Ask The Expert : Am I being agressive?
I feel like I have a reputation as being an outspoken trouble maker at my work. When we are in meetings, I can’t help but speak up about things I don’t agree with and I am being told by my manager that I am aggressive and I need to ‘tone it down.’ I don’t mean to be aggressive, but I get frustrated when things are not being done properly and people won’t listen to my point of view. I feel they are now all switching off when I start to talk as they just consider me to be too vocal. How can I get my point across without being labelled as a trouble maker?
As usual in situations involving human beings, there are lots of different strands here and unravelling them is never straightforward!
Let’s try and unpick this situation as objectively as possible.
- To start with, I’d like to ask what evidence there is that you have a reputation as an outspoken trouble-maker. Let’s split those two elements. Outspoken? You have admitted this yourself. Trouble maker? What sort of trouble do you make and for whom? Have these words actually been used or have you interpreted them from the feedback to “tone it down.”? It’s easy to lose our sense of perspective when we feel under threat.
- It sounds as if you care very much about the way things should be done. Could you perhaps be a perfectionist, who thinks that your way is the only way, when in fact there might be different ways of achieving the same objectives? Perhaps undertaking a psychometric profiling exercise, (such as Myers Briggs Type Indicator) might help you understand your behavioural preferences and, very importantly, other people’s. We all have pet ways of doing things – making tea, boiling an egg, punctuality. Work is no different. One colleague might be very focused on detail and finishing tasks to deadlines, whereas others are much more flexible and spontaneous and don’t mind flying by the seat of their pants. If you understand the needs and preferences of other people, you can adapt your approach to meet them half way. As the old saying goes: “you catch more flies with honey than vinegar.” This doesn’t mean that you have to sacrifice your values, it just means finding the best way to meet the business need.

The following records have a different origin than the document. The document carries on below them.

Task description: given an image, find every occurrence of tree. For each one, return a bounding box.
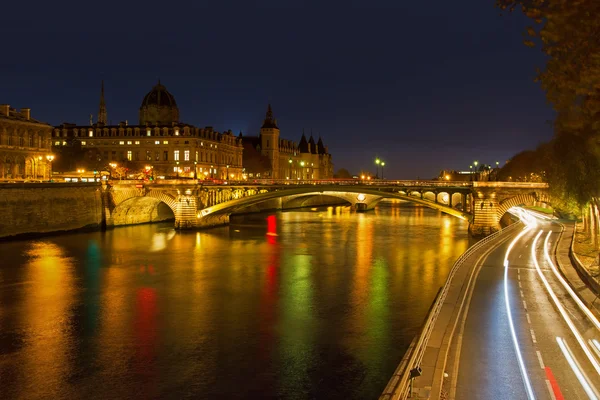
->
[496,0,600,207]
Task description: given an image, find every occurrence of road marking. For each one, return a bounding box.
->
[529,329,537,343]
[536,350,546,369]
[546,379,557,400]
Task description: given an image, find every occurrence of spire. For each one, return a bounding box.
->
[261,104,279,129]
[98,79,107,124]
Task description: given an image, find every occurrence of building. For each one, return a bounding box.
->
[0,104,54,180]
[240,104,333,180]
[52,81,243,180]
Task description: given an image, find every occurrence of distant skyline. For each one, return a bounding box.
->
[0,0,553,178]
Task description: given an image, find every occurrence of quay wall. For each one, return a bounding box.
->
[0,183,103,239]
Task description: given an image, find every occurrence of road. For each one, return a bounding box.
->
[448,210,600,400]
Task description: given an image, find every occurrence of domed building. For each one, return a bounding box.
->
[140,79,179,125]
[52,81,243,180]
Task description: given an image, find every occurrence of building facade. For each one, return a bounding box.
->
[240,105,333,180]
[52,81,243,180]
[0,104,54,180]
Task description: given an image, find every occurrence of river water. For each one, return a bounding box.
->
[0,201,469,399]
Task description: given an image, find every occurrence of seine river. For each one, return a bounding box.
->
[0,201,469,399]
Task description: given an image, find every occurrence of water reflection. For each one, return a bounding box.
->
[0,201,468,399]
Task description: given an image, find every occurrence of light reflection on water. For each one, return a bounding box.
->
[0,202,468,399]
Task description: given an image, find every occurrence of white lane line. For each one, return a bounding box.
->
[535,350,546,369]
[546,379,556,400]
[556,336,598,400]
[504,228,535,400]
[531,230,600,375]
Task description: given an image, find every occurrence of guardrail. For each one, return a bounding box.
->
[379,221,522,400]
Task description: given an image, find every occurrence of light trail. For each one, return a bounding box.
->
[544,232,600,330]
[531,230,600,375]
[556,336,598,400]
[504,226,535,400]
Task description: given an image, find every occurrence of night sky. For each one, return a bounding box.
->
[0,0,553,178]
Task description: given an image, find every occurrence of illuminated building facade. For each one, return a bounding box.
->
[0,104,53,180]
[240,105,333,180]
[52,81,243,180]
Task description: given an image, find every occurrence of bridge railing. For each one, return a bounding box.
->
[379,222,522,400]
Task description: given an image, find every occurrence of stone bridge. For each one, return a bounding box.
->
[102,180,550,236]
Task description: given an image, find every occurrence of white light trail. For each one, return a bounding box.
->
[504,223,535,400]
[544,232,600,330]
[531,230,600,375]
[556,336,598,400]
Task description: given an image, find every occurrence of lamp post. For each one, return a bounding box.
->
[46,154,54,180]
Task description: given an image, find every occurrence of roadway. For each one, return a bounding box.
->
[452,210,600,400]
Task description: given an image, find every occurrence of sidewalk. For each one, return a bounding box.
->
[555,222,600,316]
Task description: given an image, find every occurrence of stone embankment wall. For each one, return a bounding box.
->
[0,183,103,238]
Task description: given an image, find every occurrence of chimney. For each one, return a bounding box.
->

- Your approach to conflict is another key tool for understanding where others are coming from and how to make your approach more effective. Some people are unhappy with a robust approach to problem-solving and uncomfortable with a more outspoken approach. In the UK in particular, we don’t like to “make a fuss” or “rock the boat.” The Thomas Kilmann instrument is a useful self-assessment tool which can help you understand conflict and when is the best time to use different approaches. You should be aiming for collaboration. At the moment it sounds as if you are persisting with your usual approach and banging your head against a brick wall. That’s got to hurt!
- Learning to communicate assertively is a skill that can be mastered with regular practice.

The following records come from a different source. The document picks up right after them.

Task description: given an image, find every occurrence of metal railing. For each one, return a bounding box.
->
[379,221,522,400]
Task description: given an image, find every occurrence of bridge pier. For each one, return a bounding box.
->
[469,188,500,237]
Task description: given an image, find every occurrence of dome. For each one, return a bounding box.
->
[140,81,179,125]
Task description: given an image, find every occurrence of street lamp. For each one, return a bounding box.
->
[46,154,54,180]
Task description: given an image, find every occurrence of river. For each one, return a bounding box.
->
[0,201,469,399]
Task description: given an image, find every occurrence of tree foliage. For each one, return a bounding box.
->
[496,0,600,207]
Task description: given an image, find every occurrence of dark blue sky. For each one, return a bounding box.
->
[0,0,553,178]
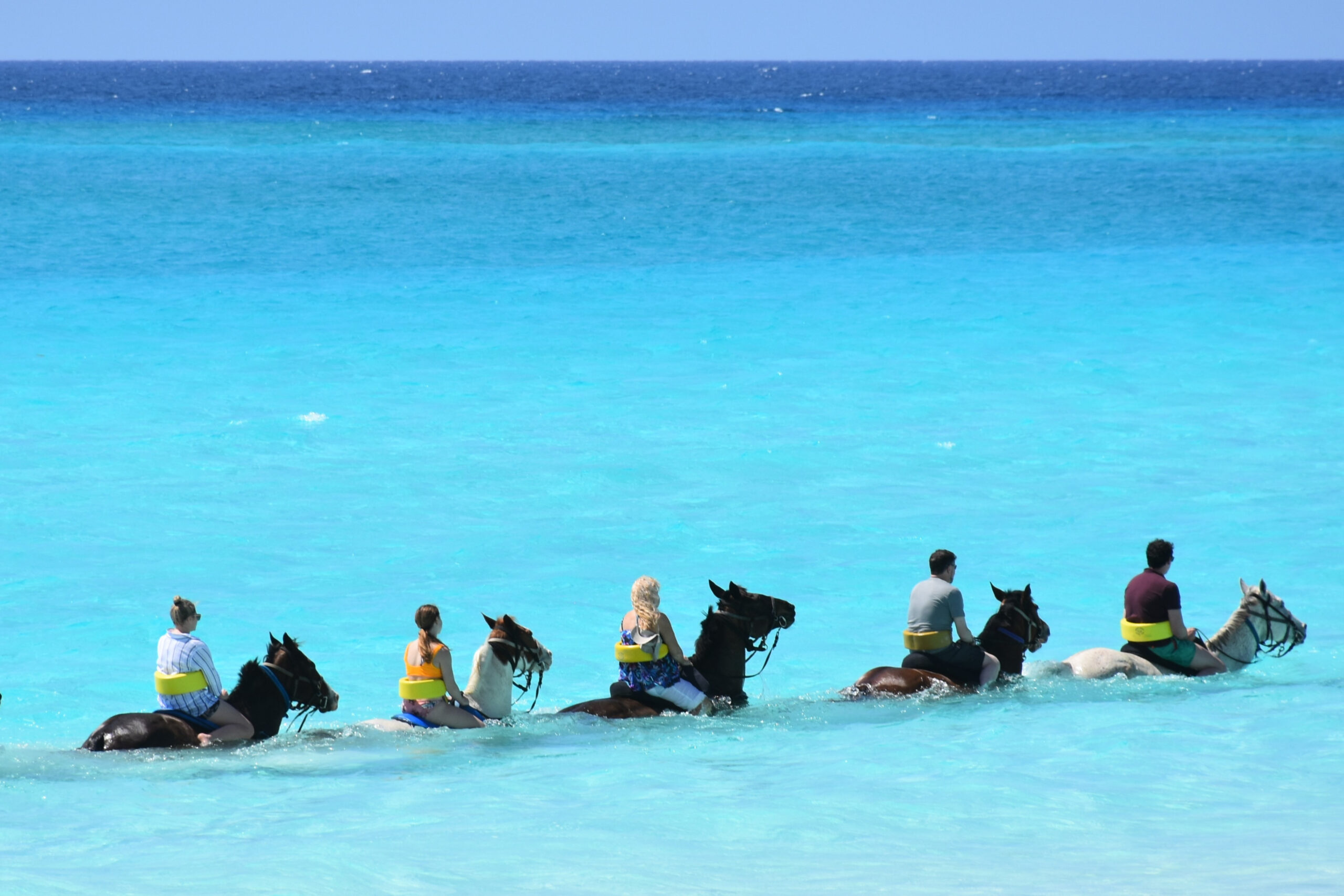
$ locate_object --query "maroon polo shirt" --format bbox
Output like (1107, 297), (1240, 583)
(1125, 570), (1180, 646)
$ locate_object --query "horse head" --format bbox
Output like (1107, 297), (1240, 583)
(1239, 579), (1306, 657)
(985, 582), (1049, 653)
(262, 631), (340, 712)
(710, 579), (796, 638)
(481, 613), (552, 672)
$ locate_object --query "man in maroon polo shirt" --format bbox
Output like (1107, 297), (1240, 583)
(1125, 539), (1227, 676)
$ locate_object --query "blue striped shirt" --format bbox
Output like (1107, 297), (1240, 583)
(159, 630), (223, 716)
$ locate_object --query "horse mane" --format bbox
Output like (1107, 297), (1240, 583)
(1208, 600), (1251, 650)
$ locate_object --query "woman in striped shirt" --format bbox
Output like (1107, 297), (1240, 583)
(159, 596), (253, 747)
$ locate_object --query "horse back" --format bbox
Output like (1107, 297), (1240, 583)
(854, 666), (964, 697)
(83, 712), (196, 752)
(561, 697), (660, 719)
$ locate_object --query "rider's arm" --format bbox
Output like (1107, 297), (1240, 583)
(658, 613), (691, 666)
(191, 641), (228, 697)
(1167, 607), (1195, 641)
(434, 644), (466, 704)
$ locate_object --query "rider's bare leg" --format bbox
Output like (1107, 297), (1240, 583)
(196, 700), (255, 747)
(980, 650), (999, 688)
(425, 700), (485, 728)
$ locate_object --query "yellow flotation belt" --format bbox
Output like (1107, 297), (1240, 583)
(398, 678), (447, 700)
(905, 629), (951, 650)
(1119, 617), (1172, 644)
(615, 644), (668, 662)
(154, 669), (209, 696)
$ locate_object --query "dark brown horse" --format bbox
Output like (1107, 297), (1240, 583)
(83, 634), (340, 752)
(561, 582), (794, 719)
(845, 583), (1049, 697)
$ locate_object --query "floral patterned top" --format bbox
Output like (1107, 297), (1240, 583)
(617, 629), (681, 690)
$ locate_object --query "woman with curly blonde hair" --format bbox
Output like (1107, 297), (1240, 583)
(617, 575), (712, 715)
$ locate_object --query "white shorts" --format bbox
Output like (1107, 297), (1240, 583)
(644, 678), (704, 712)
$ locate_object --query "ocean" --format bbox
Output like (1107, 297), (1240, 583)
(0, 62), (1344, 894)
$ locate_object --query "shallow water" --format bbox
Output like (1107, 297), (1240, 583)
(0, 63), (1344, 893)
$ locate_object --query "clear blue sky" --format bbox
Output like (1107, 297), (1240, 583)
(0, 0), (1344, 60)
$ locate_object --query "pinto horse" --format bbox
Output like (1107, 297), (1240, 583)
(561, 582), (796, 719)
(845, 583), (1049, 697)
(82, 634), (340, 752)
(360, 613), (552, 731)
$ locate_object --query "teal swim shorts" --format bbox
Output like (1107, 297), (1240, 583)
(1148, 638), (1195, 669)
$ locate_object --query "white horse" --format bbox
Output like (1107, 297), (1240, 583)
(1048, 579), (1306, 678)
(360, 614), (552, 731)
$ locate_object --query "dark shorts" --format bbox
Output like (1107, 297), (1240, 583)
(900, 641), (985, 688)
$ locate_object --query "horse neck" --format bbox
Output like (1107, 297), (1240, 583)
(228, 660), (289, 740)
(980, 610), (1027, 676)
(1208, 603), (1269, 672)
(691, 613), (747, 700)
(463, 634), (513, 719)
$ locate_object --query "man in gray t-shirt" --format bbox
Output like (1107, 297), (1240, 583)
(900, 550), (999, 688)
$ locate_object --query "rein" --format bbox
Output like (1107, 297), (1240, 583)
(715, 598), (783, 681)
(998, 605), (1040, 648)
(261, 661), (331, 733)
(485, 638), (545, 712)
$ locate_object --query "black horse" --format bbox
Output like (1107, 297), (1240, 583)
(976, 583), (1049, 677)
(842, 583), (1049, 697)
(561, 582), (794, 719)
(83, 634), (340, 752)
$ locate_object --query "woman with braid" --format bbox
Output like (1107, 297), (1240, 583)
(402, 603), (485, 728)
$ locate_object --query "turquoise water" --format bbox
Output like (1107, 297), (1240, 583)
(0, 63), (1344, 893)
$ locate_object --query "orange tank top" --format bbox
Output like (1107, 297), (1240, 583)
(402, 639), (444, 678)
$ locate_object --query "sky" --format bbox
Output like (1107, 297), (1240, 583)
(0, 0), (1344, 60)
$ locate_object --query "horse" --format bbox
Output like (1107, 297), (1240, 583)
(1047, 579), (1306, 678)
(561, 581), (796, 719)
(844, 582), (1049, 697)
(81, 633), (340, 752)
(360, 613), (552, 731)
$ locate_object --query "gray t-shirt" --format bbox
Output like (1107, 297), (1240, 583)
(906, 576), (967, 641)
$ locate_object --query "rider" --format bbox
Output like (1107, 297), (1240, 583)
(1122, 539), (1227, 676)
(402, 603), (485, 728)
(617, 575), (713, 716)
(159, 596), (253, 747)
(900, 548), (999, 688)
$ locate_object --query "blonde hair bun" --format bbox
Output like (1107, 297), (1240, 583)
(631, 575), (662, 631)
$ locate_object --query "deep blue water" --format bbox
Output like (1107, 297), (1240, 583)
(0, 62), (1344, 893)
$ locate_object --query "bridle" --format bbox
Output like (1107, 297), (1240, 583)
(1219, 594), (1305, 666)
(713, 598), (788, 680)
(999, 600), (1042, 650)
(261, 660), (332, 733)
(485, 637), (545, 712)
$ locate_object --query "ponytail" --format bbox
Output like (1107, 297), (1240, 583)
(415, 603), (444, 666)
(168, 595), (196, 629)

- What support are you getting? The advice to “tone it down” is not very constructive or detailed enough to let you know what you should be doing instead or how to do it. Perhaps your manager is not skilled or confident enough to give you specific advice themself. Have you thought of engaging the support of HR? They may be able to support both of you, either with guidance or working as a mediator. It could be a development opportunity for your manager as well.

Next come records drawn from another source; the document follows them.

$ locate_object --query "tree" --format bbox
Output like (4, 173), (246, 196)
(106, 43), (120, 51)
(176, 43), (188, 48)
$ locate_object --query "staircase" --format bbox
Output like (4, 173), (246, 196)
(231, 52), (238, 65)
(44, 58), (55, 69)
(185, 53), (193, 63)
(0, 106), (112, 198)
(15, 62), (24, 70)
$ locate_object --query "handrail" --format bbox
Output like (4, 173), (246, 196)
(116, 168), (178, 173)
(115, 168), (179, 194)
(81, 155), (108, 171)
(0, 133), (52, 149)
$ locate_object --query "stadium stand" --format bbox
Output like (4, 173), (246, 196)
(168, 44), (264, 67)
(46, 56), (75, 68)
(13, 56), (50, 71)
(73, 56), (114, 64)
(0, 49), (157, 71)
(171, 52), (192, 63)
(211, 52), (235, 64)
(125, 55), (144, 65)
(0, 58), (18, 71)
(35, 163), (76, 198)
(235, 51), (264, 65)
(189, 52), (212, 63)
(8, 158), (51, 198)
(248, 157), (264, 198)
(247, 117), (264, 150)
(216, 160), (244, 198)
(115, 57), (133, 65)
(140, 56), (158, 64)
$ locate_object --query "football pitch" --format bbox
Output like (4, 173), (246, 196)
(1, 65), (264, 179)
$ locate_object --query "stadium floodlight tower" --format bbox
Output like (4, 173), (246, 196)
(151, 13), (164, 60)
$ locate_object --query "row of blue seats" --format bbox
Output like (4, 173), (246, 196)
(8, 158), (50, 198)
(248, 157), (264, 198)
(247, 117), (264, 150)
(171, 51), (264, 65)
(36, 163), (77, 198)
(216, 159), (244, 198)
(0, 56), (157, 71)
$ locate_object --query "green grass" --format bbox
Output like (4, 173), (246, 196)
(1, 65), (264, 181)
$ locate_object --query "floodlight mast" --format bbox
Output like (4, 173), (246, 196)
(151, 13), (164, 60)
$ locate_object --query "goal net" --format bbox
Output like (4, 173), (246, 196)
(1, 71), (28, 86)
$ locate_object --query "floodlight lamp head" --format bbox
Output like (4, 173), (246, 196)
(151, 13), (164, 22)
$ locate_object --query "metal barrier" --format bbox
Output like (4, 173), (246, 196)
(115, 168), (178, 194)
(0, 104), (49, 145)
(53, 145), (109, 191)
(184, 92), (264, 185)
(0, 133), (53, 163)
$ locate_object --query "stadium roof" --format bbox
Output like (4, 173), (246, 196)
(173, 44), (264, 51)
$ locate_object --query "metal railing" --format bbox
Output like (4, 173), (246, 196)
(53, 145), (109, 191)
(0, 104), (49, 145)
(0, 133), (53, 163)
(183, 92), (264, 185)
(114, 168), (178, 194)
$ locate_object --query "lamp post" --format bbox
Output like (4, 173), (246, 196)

It takes practice to change from our habitual behaviour to a new one and sometimes we need to be shown how to do it. Perhaps you could ask for some one-to-one coaching to help you practice new skills in a safe and neutral relationship with your coach. In the short term, perhaps it might be useful to have pre-meetings with your manager, and also some of your colleagues, so that you can prepare for any difficult issues that come up and prepare how you might deal with them. The key is to keep the business need in mind – what are you all trying to achieve? Preparing will also help you keep emotions under control and to plan your strategy as effectively as possible.
Finally, if this is a regular occurrence and you are frequently frustrated by things at work, you might need to do some soul-searching – are you in the right job? On the other hand, you may find that you take the same behaviours to a new job and run in to similar problems. Painful though it might be, you have the opportunity to learn and grow from this situation.
This answer’s expert was Carol Taylor.